If you put motor oil in your car which is too viscous, the only things you may notice is reduced torque and horsepower and decreased gas mileage. Fuel efficiency may decrease by only 1%, but that adds up over the life of the vehicle. The decreased fuel efficiency seen with higher viscosity motor oil is due to the extra energy necessary to pump a thicker fluid through the engine. In very cold weather, oil which is too viscous could prevent your car from even starting, a mechanical equivalent of cardiac arrest.
If your blood viscosity is too high, you also may not notice anything. Although you may not be aware of it, increased blood viscosity decreases tissue perfusion. Decreased delivery of oxygen and glucose to skeletal muscle will decrease the muscle’s power output, decreasing athletic performance.
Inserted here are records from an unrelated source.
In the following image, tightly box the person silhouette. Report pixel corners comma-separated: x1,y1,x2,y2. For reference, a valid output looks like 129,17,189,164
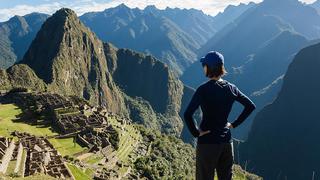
184,51,256,180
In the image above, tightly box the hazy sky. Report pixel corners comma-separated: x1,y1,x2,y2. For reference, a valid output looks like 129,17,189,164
0,0,315,21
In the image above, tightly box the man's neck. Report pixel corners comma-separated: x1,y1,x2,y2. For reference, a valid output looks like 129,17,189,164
210,77,221,81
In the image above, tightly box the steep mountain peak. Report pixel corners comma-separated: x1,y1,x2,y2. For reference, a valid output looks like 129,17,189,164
144,5,158,10
21,8,127,112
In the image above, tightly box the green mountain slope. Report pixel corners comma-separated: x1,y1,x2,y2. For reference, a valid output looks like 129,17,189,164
0,13,48,69
240,41,320,180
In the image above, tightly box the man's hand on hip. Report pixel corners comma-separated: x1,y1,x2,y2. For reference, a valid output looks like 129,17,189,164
199,130,210,137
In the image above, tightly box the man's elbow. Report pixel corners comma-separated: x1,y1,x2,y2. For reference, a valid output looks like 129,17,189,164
249,103,257,111
183,111,192,120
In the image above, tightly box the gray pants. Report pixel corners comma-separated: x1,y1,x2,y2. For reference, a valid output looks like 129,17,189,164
196,143,233,180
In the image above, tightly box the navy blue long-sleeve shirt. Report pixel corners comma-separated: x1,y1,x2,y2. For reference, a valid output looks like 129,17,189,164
184,80,256,144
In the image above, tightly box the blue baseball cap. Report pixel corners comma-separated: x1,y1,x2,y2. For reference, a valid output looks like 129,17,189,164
200,51,224,67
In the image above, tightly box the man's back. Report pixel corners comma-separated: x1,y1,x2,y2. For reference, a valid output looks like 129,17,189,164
185,80,254,144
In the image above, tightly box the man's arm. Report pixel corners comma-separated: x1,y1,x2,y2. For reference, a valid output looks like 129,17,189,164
184,88,200,137
231,87,256,128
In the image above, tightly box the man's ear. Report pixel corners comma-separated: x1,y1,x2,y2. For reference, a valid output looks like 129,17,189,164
203,65,208,77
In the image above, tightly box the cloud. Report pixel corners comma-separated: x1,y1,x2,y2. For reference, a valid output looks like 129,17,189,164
0,0,314,21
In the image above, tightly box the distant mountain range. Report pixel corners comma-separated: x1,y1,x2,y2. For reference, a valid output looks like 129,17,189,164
0,3,254,75
181,0,320,139
240,41,320,180
0,9,200,143
0,13,48,68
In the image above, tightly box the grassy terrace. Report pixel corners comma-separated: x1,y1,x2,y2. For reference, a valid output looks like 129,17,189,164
0,104,85,156
67,163,93,180
110,116,142,162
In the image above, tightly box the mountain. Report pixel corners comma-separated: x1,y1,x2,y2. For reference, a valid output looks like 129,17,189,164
104,43,188,136
0,9,200,142
0,64,47,91
213,2,256,31
181,0,316,139
240,41,320,180
144,5,216,45
0,13,48,69
80,4,205,74
309,0,320,13
182,0,320,86
20,9,124,115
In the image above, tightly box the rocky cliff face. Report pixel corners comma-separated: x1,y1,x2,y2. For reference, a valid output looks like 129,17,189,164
0,64,47,91
104,44,184,135
240,41,320,180
21,9,124,112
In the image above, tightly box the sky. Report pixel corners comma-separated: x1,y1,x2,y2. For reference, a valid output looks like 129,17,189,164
0,0,315,22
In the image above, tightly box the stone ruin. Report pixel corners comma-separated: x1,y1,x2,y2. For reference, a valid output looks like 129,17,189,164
34,93,73,109
77,125,118,151
13,132,74,179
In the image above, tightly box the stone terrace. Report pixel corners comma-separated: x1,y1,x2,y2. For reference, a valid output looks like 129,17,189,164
13,132,74,179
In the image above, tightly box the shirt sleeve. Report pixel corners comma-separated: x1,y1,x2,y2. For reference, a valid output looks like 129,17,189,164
184,88,201,137
231,86,256,128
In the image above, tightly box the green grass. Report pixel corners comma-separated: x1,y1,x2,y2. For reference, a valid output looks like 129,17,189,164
110,118,142,162
83,154,103,164
18,149,27,175
67,163,92,180
6,161,17,175
0,104,86,156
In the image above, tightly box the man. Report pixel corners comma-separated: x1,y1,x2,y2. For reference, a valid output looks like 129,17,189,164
184,51,256,180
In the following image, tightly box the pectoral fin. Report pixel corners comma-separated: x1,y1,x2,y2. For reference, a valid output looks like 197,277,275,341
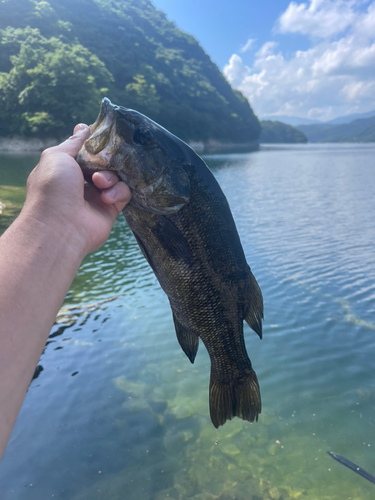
244,269,263,338
173,314,199,363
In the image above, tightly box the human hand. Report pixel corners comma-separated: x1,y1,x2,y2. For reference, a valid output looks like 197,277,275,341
21,124,131,257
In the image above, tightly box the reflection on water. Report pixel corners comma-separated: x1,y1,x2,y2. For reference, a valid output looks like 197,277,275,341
0,145,375,500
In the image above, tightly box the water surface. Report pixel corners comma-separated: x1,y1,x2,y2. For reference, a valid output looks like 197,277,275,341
0,144,375,500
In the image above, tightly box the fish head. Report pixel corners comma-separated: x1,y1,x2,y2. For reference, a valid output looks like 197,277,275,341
76,98,190,214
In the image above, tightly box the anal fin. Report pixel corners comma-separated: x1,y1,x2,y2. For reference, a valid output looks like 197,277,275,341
244,270,263,338
173,314,199,363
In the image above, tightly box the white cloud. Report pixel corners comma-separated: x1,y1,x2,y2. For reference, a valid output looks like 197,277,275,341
278,0,363,38
224,0,375,120
240,38,255,52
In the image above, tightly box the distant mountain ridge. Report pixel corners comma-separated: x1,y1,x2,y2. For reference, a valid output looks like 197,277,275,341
0,0,260,144
260,109,375,127
259,120,307,144
259,115,322,127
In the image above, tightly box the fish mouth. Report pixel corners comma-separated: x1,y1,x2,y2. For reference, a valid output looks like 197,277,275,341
76,97,120,174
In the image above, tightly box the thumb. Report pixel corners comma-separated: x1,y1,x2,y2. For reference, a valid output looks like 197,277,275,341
55,123,90,158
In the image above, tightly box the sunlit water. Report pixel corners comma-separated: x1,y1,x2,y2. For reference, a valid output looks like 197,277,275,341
0,145,375,500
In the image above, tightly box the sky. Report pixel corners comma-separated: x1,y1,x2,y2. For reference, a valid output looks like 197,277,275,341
153,0,375,121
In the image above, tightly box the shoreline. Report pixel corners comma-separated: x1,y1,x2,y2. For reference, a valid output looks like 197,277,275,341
0,135,59,154
0,135,259,154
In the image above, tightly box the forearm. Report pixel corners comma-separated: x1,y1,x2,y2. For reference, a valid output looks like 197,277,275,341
0,213,84,458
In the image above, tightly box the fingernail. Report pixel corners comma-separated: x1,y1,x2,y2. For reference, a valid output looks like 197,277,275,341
106,186,117,200
74,123,89,135
102,172,113,182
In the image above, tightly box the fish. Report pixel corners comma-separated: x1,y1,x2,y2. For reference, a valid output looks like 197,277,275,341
327,451,375,484
76,98,263,428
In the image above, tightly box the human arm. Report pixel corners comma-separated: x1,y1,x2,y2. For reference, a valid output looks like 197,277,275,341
0,126,131,458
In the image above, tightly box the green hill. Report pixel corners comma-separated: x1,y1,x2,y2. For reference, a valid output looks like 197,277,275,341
259,120,307,144
298,116,375,142
0,0,260,143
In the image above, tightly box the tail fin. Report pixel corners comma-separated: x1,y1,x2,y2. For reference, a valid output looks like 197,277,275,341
210,368,262,428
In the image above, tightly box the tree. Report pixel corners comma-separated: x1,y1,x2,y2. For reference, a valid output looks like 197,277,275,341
0,27,112,135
Chronically decreased glucose delivery and utilization by skeletal muscle may be one of the basic defects in the metabolic syndrome, resulting in hyperglycemia.
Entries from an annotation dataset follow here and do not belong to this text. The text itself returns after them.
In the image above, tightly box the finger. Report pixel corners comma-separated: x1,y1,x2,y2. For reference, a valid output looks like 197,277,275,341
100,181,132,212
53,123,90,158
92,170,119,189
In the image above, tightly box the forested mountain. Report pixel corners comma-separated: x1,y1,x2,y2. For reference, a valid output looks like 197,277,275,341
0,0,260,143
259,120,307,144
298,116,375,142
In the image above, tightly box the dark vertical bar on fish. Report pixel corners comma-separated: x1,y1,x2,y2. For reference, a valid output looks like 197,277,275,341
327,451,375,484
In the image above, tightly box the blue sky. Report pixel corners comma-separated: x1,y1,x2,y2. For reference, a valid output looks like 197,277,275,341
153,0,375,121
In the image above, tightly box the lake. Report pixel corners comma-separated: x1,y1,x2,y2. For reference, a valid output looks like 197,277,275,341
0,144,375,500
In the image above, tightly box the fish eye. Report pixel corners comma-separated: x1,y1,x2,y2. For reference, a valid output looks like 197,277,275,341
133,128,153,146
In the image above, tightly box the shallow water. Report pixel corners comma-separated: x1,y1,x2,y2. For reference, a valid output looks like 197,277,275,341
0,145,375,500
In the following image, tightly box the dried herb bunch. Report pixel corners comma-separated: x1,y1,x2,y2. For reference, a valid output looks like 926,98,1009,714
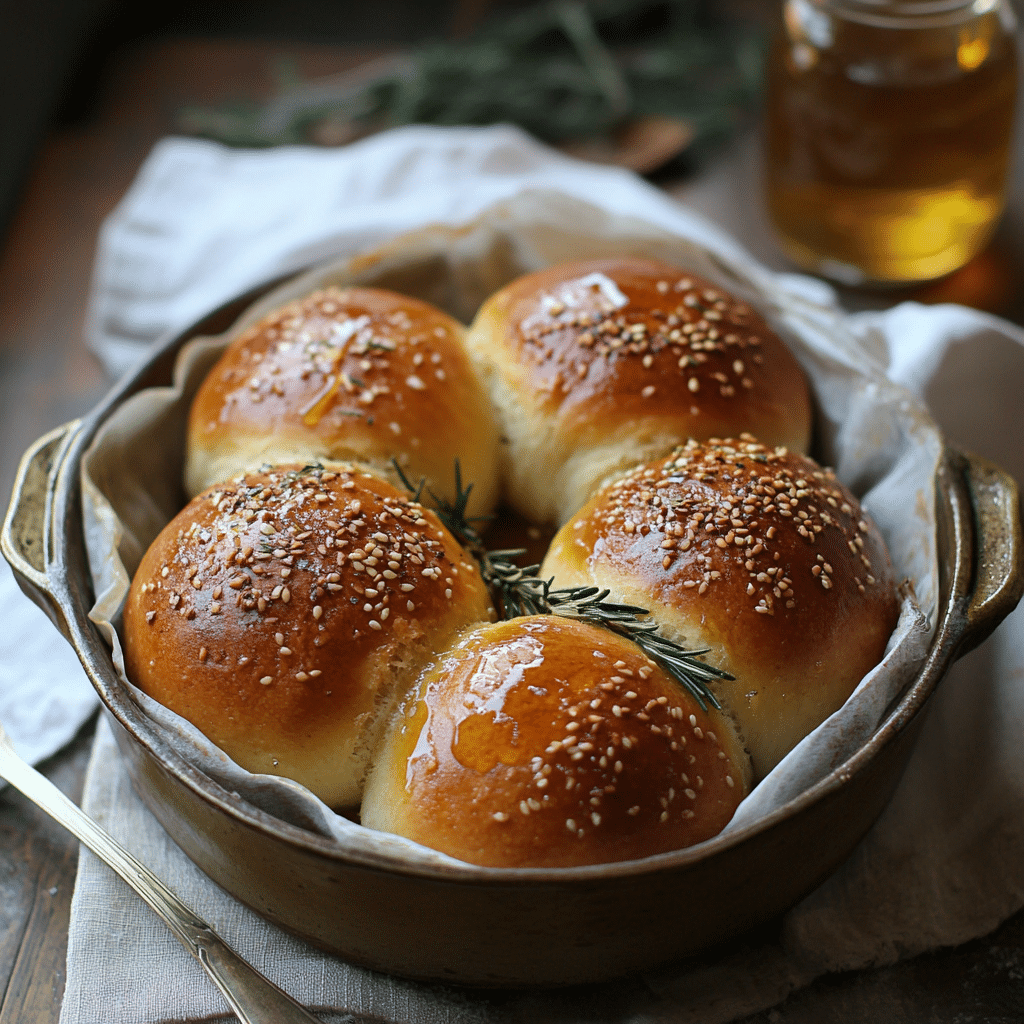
180,0,764,160
394,461,734,711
Decreased oxygen delivery to the heart muscle leads to chest pain or angina pectoris. With increased blood viscosity, the heart works harder to pump the thicker blood, which increases the oxygen and energy requirements of the heart. At the same time, the thicker blood decreases perfusion of the heart, decreasing oxygen delivery, leading to ischemia and chest pain. Indeed, therapeutic phlebotomy, which reduces blood viscosity, was used to treat angina pectoris at the renowned Charity Hospital in New Orleans as late as the 1960’s.1
High-viscosity oil increases engine wear, which occurs mostly at start-up. For this reason, engine oils with viscosity ratings as low as 0W-30 are used in automotive racing to prevent engine wear. Similarly, increased blood viscosity increases wear and tear on our arteries. In a recent paper, my colleagues and I pointed out
that increased blood viscosity increases tension on arterial walls by directly increasing blood pressure. This increased tension accelerates the fatigue and ultimate failure of the elastic elements in the arterial wall.2
Each pulse reversibly deforms the elastic elements in an artery. Like any material, cyclical deformation eventually results in mechanical fatigue and failure of elastic elements, causing progressive arterial stiffening. In a forthcoming paper, my colleagues and I argue that failure of the elastic elements in the aorta limits lifespan. In general, mammals have an allotment of 1 x 109 heartbeats in a lifespan. We believe this is because failure of the elastic elements in an artery and arterial stiffening lead to thrombosis and atherosclerosis, the leading causes of death worldwide. Those who over exercise use up their allotment of heartbeats prematurely, resulting in premature cardiovascular mortality.3
Is there a human equivalent to elevated oil viscosity preventing an automobile engine from starting? The closest example would be the sudden cardiac death of dozens of elite cyclists who doped using erythropoiesis stimulating agents. In the 1980’and 1990’s, it is estimated that perhaps as many as 80 cyclists died, “their doped-up blood coagulated to stone.”4 It is quite possible that increased blood viscosity, perhaps worsened by dehydration during competition, could decrease myocardial perfusion, oxygen delivery, leading to arrhythmia and death.